Welche Idee stand hinter der Gründung von „Fabrique Records“ 2002? Was war der Plan?

Michael Martinek: Nun, ein großer Plan steckte am Anfang eigentlich nicht dahinter. Es war eher so, dass ein Schritt immer zum nächsten geführt hat. Ich bin jemand, der, wenn er irgendwo ein Potenzial spürt oder erkennt, auch gleich den Drang entwickelt, etwas zu tun. Und in dem bin ich Christian sehr ähnlich. Als wir bemerkten, dass sich in unserem näheren Umkreis sehr viele unglaublich interessante und talentierte Künstlerinnen und Künstler bewegten, war uns schnell klar, dass wir da etwas auf die Beine stellen müssen. Wir haben uns eigentlich, ohne wirklich groß Gedanken zu machen, mit jugendlichem Enthusiasmus und Idealismus in die ganze Sache hineingestürzt. Das vielleicht Einzige, das feststand, war, dass wir auf keinen Fall beliebig oder irgendjemand anderem ähnlich sein wollten.

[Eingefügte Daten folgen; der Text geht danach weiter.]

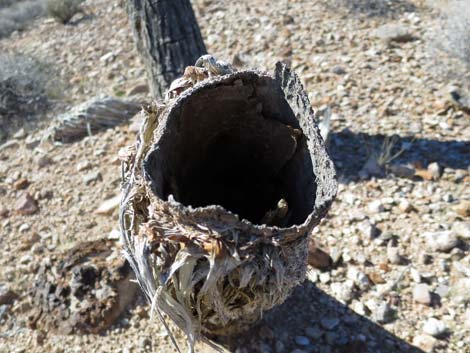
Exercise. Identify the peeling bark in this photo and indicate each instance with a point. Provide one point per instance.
(167, 37)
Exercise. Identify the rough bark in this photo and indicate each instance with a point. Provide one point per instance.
(168, 39)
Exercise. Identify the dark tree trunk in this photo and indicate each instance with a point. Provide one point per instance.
(168, 38)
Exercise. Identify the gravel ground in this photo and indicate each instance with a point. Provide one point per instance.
(397, 234)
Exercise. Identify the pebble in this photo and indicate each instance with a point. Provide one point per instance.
(329, 323)
(314, 332)
(422, 294)
(461, 230)
(84, 165)
(441, 241)
(435, 170)
(43, 161)
(302, 340)
(26, 205)
(434, 327)
(425, 342)
(405, 206)
(368, 229)
(359, 278)
(463, 208)
(393, 32)
(460, 291)
(7, 296)
(317, 257)
(343, 291)
(91, 177)
(382, 313)
(325, 277)
(376, 206)
(108, 206)
(393, 255)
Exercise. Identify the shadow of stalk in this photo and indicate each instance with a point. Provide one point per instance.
(350, 151)
(342, 330)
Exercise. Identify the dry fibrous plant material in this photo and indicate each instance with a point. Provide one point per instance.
(82, 290)
(227, 179)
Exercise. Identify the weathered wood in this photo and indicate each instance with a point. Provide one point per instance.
(168, 39)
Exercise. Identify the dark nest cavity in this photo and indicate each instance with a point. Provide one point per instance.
(237, 145)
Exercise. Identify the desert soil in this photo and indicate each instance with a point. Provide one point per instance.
(398, 231)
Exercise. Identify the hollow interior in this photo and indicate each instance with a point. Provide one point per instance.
(239, 146)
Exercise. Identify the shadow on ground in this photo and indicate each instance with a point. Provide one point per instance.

Unser Ziel war es, das Individuelle, die Eigenheit einer jeden Künstlerin bzw. eines jeden Künstlers herauszuholen. Und wir hatten am Anfang auch gleich Riesenglück mit Acts wie Mauracher und Kava. Die brachten uns doch viel Öffentlichkeit. Hinzu kam, dass uns auch FM4 gleich von Beginn an unterstützt hat. Irgendwie ist um „Fabrique Records“ recht schnell ein kleiner Hype entstanden. Wir freuten uns natürlich riesig darüber, waren aber auch wirklich überrascht.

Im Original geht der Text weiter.